On “Bad Self Portraits” you could say the Lake Street Dive’s songs and sound are the same, only bigger. There’s more guitar (thanks to Olson’s late adoption of the instrument), piano, and some overdubbed horns. And the group vocals in particular pop, with a diverse range of perfectly deployed “Woo-ooh!’’s.
“I remember on our first albums, thinking why don’t these background vocals sound good?” says Kearney. “After some time, I realized it was that we weren’t singing them well.” The band buckled down, working on dynamics and articulation. They also benefited from the coaching of “Bad Self Portraits” producer Sam Kassirer (“our first full-on producer,” says Kearney).
For his part, Kassirer says the band surprised him with its range of reference — everything from the expected jazz and soul to Beck and the Beatles.

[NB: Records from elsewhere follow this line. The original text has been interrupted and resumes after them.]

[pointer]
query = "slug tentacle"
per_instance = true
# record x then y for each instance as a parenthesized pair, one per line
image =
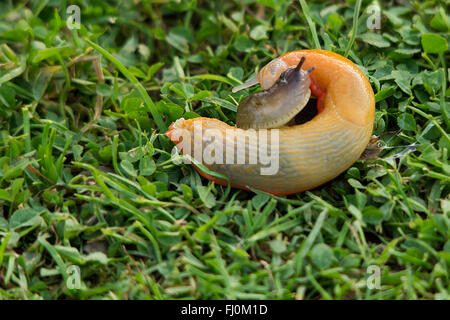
(276, 106)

As an example he points to “Rental Love,” the Beatles-esque ballad from the new album, which includes two piano tracks and two drum tracks.
“Often there’s a give-and-take in bands between raw talent and trained musicianship,” says Kassirer. “This is the first band I’ve worked with who have 100 percent of both. That allows for a lot of things in terms of exploring musical ideas and executing them.”
For now, the band is working it. A couple of nights after Colbert, they play the sold-out Narrows Center for the Arts in Fall River. They come out with all four voices blasting a five-note “ah-ah-ah-ah-ah!,” setting up Price’s tear through the opening verse of Calabrese’s girl-group-style “Stop Your Crying.” Throughout the set, the Motown influence is evident. At times the band sounds like a soul revue, with its own built-in backing chorus. And there again is that knack for the offbeat cover arrangement, in this case George Michael’s “Faith,” set to a New Orleans second-line groove.
Lake Street Dive seem to be on their way. They signed their first manager in 2012 as well as a tour manger. “We’ve got a sound man, a nice van,” says Kearney. “Things are looking up.”